The multifaceted job duties of an elementary school librarian have evolved alongside technology and are often misunderstood. Farokhi teaches coding, circuitry and 3D printing. She follows a curriculum, as well as national and state standards.
“All these apps they have on the iPads, the teachers don’t have time to teach them. And so they are getting those skills from us in the library. And we talk about digital citizenship, which is copyright. You can’t just copy and paste from a website onto your assignment and say, ‘That’s my work.’ That’s plagiarism.”
Cyber bullying, acceptable use agreements, Internet safety and research — all taught in the library. Farokhi even conducts integrity checks on student-issued technology to ensure students’ camera rolls and Internet search histories contain appropriate content. “The teacher can’t do this on their own. And that’s why the role of the library and for teaching digital citizenship is so huge.”
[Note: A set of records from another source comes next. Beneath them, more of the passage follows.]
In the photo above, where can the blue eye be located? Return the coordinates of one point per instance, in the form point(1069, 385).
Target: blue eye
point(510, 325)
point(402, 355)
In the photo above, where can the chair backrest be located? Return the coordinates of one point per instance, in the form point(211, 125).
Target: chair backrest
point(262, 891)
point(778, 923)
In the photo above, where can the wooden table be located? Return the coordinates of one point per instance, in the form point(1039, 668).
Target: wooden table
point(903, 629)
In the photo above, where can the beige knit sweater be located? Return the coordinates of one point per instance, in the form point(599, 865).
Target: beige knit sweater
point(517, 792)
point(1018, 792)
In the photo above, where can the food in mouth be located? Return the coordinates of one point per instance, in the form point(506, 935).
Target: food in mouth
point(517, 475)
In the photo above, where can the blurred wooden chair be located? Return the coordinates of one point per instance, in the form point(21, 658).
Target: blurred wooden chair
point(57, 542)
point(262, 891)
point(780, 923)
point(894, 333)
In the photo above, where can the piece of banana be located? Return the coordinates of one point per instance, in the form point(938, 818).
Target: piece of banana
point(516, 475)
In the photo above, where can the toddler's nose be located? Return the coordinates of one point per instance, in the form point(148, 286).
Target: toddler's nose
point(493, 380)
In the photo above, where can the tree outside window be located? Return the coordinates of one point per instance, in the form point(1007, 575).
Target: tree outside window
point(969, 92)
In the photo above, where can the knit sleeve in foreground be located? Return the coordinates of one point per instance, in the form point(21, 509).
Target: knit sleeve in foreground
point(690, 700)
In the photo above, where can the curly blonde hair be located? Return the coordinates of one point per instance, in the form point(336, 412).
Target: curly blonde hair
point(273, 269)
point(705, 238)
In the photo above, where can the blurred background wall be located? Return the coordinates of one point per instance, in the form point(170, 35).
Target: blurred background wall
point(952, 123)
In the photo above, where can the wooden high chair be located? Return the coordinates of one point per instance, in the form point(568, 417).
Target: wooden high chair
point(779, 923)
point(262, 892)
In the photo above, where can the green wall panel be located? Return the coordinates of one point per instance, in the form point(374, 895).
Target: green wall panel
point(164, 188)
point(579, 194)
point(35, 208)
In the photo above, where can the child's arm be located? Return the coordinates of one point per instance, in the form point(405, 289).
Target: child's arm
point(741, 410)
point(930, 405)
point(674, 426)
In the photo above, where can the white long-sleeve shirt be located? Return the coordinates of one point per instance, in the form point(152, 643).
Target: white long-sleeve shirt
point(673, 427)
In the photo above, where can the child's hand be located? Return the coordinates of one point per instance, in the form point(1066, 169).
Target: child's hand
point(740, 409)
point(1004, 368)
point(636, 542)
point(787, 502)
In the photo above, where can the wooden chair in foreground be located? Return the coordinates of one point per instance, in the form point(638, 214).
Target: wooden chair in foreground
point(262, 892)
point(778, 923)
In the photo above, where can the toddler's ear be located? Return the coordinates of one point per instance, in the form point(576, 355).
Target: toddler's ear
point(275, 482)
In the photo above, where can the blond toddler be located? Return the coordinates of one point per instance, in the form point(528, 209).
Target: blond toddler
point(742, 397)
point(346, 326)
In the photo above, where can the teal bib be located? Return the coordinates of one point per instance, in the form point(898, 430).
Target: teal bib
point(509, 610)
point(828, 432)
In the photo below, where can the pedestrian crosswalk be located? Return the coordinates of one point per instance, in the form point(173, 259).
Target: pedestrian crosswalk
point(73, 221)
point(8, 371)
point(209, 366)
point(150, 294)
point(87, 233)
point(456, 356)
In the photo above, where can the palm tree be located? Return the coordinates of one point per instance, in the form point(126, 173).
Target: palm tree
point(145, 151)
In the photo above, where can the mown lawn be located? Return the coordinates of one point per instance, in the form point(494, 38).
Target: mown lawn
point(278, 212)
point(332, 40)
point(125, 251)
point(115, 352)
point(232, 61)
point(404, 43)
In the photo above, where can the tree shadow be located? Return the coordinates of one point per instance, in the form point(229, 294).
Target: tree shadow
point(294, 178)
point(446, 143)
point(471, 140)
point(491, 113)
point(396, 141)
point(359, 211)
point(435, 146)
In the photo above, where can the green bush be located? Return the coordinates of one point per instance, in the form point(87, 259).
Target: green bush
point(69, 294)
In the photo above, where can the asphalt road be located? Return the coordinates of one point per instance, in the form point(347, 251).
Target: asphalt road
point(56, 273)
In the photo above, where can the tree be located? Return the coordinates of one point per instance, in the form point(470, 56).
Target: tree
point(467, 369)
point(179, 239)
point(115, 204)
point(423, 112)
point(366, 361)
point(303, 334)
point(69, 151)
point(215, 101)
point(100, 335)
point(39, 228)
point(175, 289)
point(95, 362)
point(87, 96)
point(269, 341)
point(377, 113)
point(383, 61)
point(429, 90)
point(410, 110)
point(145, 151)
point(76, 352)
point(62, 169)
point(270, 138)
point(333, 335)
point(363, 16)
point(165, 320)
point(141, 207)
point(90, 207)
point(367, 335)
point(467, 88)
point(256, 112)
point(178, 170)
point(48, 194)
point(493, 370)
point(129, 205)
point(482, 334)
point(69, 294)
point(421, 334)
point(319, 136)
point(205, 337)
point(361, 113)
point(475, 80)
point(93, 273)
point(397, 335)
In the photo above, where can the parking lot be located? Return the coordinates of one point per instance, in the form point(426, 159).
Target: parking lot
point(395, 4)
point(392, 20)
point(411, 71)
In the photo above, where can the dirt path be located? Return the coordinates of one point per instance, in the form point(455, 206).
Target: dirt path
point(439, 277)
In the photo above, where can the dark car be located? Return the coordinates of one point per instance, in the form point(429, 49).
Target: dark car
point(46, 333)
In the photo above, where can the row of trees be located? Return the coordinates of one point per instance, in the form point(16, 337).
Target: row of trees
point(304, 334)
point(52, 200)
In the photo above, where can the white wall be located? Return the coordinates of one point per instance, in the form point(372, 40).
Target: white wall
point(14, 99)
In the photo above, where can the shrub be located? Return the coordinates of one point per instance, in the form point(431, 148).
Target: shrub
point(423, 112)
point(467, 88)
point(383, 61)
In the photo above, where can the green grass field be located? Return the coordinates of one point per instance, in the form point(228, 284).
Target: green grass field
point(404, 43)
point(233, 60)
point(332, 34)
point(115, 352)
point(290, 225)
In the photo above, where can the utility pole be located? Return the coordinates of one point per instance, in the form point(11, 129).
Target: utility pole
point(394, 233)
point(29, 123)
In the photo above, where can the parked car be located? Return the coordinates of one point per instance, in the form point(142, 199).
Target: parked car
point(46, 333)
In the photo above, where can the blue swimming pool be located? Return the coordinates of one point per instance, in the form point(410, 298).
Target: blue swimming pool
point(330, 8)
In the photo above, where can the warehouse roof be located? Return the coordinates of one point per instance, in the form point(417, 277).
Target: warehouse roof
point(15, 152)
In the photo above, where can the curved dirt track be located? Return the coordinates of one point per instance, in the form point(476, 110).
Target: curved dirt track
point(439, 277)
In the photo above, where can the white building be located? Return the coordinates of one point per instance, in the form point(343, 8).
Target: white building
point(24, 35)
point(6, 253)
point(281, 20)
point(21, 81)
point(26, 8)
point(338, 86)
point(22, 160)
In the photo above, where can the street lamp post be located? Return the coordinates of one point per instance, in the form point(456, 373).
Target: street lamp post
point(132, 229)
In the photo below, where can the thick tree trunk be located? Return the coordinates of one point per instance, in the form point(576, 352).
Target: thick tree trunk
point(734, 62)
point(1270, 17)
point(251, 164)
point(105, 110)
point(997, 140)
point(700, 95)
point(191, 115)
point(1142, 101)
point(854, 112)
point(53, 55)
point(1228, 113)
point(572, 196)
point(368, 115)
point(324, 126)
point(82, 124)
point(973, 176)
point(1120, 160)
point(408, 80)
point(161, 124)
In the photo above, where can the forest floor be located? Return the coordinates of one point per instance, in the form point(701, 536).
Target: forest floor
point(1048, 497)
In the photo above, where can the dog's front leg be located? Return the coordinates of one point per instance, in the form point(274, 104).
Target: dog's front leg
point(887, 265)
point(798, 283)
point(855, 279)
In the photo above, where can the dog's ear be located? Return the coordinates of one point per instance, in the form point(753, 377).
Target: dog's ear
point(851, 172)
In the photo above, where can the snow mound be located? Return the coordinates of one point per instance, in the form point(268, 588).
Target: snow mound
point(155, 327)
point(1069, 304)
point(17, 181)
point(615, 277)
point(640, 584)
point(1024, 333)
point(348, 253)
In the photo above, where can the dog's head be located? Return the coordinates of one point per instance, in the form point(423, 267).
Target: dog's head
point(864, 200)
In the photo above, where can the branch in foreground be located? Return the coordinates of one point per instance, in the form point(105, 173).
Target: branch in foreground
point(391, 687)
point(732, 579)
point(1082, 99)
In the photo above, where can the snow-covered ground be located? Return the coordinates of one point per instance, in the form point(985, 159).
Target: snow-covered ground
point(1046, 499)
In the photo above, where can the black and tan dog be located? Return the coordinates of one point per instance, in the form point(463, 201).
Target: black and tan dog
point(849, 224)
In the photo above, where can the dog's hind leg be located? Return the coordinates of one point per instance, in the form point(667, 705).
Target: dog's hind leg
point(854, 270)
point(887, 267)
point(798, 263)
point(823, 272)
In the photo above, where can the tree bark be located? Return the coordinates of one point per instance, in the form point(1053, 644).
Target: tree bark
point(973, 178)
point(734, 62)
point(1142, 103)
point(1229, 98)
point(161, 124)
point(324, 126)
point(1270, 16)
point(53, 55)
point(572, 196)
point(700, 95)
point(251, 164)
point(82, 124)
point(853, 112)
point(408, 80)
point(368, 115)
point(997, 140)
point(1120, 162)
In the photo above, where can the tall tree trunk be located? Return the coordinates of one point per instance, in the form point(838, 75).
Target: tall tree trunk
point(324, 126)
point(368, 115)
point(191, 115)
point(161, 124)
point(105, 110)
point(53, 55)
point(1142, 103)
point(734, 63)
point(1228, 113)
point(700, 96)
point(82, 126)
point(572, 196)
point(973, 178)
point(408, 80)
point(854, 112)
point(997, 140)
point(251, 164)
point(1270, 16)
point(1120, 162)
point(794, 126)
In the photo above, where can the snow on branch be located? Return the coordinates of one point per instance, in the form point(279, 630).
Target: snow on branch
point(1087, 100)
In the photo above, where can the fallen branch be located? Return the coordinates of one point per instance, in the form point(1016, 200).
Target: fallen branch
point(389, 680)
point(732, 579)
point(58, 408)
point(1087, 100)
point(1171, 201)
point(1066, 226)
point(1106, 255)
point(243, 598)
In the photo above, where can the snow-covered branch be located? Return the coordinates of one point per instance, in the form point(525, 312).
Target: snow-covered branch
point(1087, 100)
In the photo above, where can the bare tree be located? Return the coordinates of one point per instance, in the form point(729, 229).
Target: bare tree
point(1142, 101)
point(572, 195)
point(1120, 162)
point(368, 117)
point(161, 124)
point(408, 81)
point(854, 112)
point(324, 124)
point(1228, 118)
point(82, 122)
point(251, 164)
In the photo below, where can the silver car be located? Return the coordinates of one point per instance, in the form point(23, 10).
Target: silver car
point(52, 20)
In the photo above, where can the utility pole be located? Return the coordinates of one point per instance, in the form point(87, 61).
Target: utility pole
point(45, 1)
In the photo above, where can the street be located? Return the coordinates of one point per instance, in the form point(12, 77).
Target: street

Farokhi participates in schoolwide initiatives involving social-emotional lessons, such as monthly character traits. In February, the school will focus on empathy. She supports fellow teachers by curating book lists on specific topics from the more than 140,000 materials in LPS’ elementary collections. She coordinates material transfers across the district and billing for lost and damaged books.
Then there’s the classroom tech support she provides. If a teacher’s presentation tools — smart board, laptop, speakers or projector — fail, Farokhi visits the classroom to troubleshoot. “The teacher has spent all this time on a lesson plan and is using the technology the district expects them to use. And when something goes wrong, they don’t have time to be on the phone with the help desk on hold when they have 25 kids staring at them.”
Farokhi also vets new books, talks with publishers, reviews galleys and monitors the book budget.
Farokhi reflected on the camaraderie she enjoys at Sunset Hill and the educators who inspired her, including Cathy Ebmeier, her librarian at Deerfield. She remembered helping shelve books with Ebmeier before the first bell. They remain friends today.
“The librarian role is just really important for the development of young people. And I feel like I wouldn’t have gone into education and devoted my professional life to children if it hadn’t been for those librarians and teachers that I had. And they were only able to do that when they had less on their plate so they could give more of themselves to the students.”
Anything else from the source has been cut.